Le quote dei FVC possono essere sottoscritte esclusivamente da investitori professionali.

  Al fine di favorire gli investimenti in startup, la legge di bilancio 2017 ha previsto la possibilità per le
società quotate di acquisire le perdite fiscali di società startup partecipate per almeno il 20 per cento.
Sono previste diverse condizioni, tra cui le seguenti: le azioni della società cessionaria o della società che
controlla direttamente o indirettamente la società cessionaria, devono essere negoziate in un mercato
regolamentato o in un sistema multilaterale di negoziazione di uno degli Stati membri dell'Unione europea e
degli Stati aderenti all'Accordo sullo Spazio economico europeo con il quale l'Italia abbia stipulato un
accordo che assicuri un effettivo scambio di informazioni; la società cedente non deve svolgere in via
prevalente attività immobiliare; la cessione deve riguardare l'intero ammontare delle perdite fiscali (legge n.
232 del 2016, articolo 1, commi 76-80).

  Credito d'imposta per investimenti pubblicitari incrementali

   Con il decreto del Presidente del Consiglio dei Ministri 16 maggio 2018, n. 90 sono stati definiti i criteri e
le modalità di attuazione del credito d'imposta per investimenti pubblicitari incrementali, introdotto dal
decreto-legge n. 50 del 2017 a decorrere dal 2018.
   Esso opera per le imprese, i lavoratori autonomi e gli enti non commerciali in relazione agli investimenti
pubblicitari incrementali effettuati sulla stampa quotidiana e periodica, anche online, e sulle emittenti
televisive e radiofoniche locali. Per beneficiare dell'agevolazione è necessario che l'ammontare complessivo
degli investimenti pubblicitari realizzati superi almeno dell'1% l'importo degli analoghi investimenti effettuati
sugli stessi mezzi d'informazione nell'anno precedente. Il credito d'imposta spetta anche in relazione agli
investimenti effettuati, esclusivamente sulla stampa (anche online), dal 24 giugno 2017 al 31 dicembre 2017,
rispetto agli analoghi investimenti effettuati sugli stessi mezzi di informazione nel corrispondente periodo
dell'anno 2016. Il credito d'imposta è pari al 75% del valore incrementale degli investimenti effettuati, elevato
al 90% nel caso di microimprese, piccole e medie imprese e start-up innovative.
   Con il provvedimento del Capo del Dipartimento per l'Informazione e l'Editoria della Presidenza del
Consiglio dei Ministri del 31 luglio 2018 è stato approvato il modello di comunicazione telematica per la
fruizione del credito con le relative modalità di presentazione. Per maggiori informazioni è possibile
consultare il sito internet del Dipartimento l'Informazione e l'Editoria: http://informazioneeditoria.gov.it.
   Il termine per l'inoltro delle domande è fissato al 22 ottobre 2018.

  Zone Franche Urbane

  La legge di bilancio 2019, comma 759, modifica in più punti la disciplina relativa alla Zona Franca Urbana
Sisma Centro Italia (recata dall'art. 46 del D.L. 50/2017) al fine di concedere le agevolazioni previste dalla
normativa vigente anche alle imprese che intraprendono una nuova iniziativa economica all'interno della
stessa zona franca urbana (ZFU) entro il 31 dicembre 2019 (ad esclusione delle imprese operanti nel
settore dell'edilizia e dell'impiantistica che alla data del 24 agosto 2016 non avevano la sede nei territori
colpiti).
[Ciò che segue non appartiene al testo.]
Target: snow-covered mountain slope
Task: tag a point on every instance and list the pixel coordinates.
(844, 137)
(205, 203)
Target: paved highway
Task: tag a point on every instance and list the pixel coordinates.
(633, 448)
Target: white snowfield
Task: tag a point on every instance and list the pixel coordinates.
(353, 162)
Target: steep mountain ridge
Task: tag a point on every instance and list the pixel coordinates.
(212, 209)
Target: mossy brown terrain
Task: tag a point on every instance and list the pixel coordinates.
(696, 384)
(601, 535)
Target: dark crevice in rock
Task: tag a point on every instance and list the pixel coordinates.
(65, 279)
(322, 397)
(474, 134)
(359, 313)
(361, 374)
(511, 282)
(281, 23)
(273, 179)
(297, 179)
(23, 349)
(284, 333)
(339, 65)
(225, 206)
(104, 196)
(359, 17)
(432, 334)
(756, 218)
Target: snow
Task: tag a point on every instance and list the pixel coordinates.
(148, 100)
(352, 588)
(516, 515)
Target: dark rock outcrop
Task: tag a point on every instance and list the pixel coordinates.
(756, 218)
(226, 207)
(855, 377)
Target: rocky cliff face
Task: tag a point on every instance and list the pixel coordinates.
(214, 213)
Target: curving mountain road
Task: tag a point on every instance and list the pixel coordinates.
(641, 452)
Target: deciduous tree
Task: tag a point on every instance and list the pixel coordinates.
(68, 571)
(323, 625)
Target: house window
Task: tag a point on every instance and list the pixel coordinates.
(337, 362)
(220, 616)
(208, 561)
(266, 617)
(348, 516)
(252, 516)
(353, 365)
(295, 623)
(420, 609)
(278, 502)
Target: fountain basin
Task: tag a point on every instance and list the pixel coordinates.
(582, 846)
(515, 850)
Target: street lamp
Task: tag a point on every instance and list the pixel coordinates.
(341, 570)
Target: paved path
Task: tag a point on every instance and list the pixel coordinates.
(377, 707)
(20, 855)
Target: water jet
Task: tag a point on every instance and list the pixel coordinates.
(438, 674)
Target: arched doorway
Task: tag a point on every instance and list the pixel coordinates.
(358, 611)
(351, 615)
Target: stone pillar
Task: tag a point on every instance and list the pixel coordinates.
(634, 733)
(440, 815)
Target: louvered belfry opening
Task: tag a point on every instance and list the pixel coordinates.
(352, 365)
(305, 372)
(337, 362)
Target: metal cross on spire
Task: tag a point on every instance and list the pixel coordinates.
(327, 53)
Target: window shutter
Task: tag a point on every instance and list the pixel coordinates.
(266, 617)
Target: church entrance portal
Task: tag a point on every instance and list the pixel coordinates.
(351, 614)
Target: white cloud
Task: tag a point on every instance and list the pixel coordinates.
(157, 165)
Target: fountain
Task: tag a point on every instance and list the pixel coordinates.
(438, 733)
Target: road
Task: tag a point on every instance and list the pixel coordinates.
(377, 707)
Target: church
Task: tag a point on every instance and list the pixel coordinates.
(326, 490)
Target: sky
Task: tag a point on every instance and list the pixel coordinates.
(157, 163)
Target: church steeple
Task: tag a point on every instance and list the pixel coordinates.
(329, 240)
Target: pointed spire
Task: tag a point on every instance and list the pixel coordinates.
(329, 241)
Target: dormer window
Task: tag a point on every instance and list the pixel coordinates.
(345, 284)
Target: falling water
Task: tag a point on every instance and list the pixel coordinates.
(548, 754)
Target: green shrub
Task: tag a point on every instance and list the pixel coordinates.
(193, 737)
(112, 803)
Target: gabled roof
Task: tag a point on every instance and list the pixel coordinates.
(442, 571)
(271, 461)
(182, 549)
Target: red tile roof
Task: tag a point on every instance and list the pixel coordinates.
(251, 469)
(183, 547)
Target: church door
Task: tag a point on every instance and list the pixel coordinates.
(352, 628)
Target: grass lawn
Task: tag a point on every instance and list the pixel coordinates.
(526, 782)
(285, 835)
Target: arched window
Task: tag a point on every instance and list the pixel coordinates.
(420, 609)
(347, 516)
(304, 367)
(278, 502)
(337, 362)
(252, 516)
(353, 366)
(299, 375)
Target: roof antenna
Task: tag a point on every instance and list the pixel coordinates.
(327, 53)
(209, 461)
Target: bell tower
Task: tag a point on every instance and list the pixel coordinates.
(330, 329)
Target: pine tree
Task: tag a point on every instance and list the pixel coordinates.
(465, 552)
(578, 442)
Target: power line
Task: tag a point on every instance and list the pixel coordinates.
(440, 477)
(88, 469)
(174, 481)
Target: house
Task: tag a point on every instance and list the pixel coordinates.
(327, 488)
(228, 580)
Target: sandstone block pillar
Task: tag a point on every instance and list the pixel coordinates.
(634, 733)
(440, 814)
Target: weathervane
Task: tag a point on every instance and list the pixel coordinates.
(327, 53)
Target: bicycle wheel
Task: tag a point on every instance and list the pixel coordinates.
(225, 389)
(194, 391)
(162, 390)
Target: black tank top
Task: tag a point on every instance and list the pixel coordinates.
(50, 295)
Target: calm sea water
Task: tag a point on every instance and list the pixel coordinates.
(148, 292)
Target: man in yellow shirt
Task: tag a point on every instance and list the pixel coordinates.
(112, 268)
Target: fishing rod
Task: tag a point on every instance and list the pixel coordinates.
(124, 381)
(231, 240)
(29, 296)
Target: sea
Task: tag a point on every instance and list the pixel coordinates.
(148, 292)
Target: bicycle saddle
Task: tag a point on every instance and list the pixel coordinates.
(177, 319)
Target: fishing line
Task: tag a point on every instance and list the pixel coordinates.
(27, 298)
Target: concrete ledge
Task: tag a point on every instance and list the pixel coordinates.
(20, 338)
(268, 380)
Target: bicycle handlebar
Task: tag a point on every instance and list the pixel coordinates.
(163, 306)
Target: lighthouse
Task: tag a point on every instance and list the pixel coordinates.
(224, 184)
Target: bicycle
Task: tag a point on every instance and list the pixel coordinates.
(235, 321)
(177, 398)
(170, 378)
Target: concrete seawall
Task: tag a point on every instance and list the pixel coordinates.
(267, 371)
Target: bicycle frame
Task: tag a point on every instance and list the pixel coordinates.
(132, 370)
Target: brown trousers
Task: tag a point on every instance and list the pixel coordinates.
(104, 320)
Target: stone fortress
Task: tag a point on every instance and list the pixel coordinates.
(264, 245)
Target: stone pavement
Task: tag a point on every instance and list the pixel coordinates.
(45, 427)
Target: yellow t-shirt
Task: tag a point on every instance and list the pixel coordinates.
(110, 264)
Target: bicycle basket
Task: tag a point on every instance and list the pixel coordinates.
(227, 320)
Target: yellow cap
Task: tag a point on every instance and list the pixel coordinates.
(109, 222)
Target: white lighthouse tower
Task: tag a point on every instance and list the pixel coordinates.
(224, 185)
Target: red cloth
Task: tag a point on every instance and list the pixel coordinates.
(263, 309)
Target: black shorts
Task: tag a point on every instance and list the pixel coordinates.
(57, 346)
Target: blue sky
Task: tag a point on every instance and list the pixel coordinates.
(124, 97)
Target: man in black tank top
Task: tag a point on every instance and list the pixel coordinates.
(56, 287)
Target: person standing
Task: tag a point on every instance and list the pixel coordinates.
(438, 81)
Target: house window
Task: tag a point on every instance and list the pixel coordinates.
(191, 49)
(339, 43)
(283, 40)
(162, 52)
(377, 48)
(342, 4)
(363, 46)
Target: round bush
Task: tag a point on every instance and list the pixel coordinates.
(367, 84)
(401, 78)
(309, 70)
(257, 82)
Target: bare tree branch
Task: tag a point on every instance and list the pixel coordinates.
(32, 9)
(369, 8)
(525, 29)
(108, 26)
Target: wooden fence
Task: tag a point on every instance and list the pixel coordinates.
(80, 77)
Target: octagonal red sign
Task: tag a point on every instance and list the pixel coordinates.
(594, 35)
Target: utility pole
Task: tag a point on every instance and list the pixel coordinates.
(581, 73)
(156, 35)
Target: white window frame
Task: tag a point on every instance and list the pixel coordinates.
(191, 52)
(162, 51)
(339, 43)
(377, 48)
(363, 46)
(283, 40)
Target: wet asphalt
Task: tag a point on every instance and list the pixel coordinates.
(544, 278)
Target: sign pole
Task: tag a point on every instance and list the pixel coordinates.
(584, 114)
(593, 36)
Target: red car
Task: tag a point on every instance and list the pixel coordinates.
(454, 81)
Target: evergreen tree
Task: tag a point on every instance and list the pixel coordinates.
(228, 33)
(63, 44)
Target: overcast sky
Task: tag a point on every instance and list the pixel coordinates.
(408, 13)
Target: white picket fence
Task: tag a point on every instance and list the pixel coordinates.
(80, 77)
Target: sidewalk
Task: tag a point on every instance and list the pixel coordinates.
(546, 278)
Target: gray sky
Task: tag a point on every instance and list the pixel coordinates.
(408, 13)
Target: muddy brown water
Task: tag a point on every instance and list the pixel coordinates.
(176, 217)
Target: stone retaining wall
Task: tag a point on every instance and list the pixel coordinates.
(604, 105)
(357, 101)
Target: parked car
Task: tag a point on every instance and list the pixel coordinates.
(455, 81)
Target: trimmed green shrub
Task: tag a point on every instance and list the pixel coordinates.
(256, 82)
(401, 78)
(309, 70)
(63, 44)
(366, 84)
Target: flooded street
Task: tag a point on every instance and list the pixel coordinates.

La fruibilità delle agevolazioni viene (conseguentemente) estesa ai periodi di imposta 2019 e 2020, a
valere sulle risorse stanziate dalla normativa vigente e non fruite dalle imprese beneficiarie. Viene inoltre
demandata all'INPS l'emanazione (entro 30 giorni dalla data di entrata in vigore della presente disposizione)
di provvedimenti volti a disciplinare le modalità di restituzione dei contributi non dovuti dai soggetti beneficiari
delle agevolazioni.
  Il comma 1020 prevede inoltre che le esenzioni disposte per le imprese che hanno subito una riduzione del
fatturato all'interno della ZFU della Città metropolitana di Genova siano concesse anche per l'esercizio
2019 ed estende tali agevolazioni, per il primo anno di attività, alle imprese che avviano la propria attività
all'interno della zona franca entro il 31 dicembre 2019.
  Il legislatore ha utilizzato l'istituto delle Zone Franche Urbane, aree geografiche entro le quali vigono
specifiche agevolazioni (anche fiscali) per persone fisiche e imprese, allo scopo di:

     promuovere la crescita di territori colpiti da calamità naturali;
     sostenere le regioni del Mezzogiorno.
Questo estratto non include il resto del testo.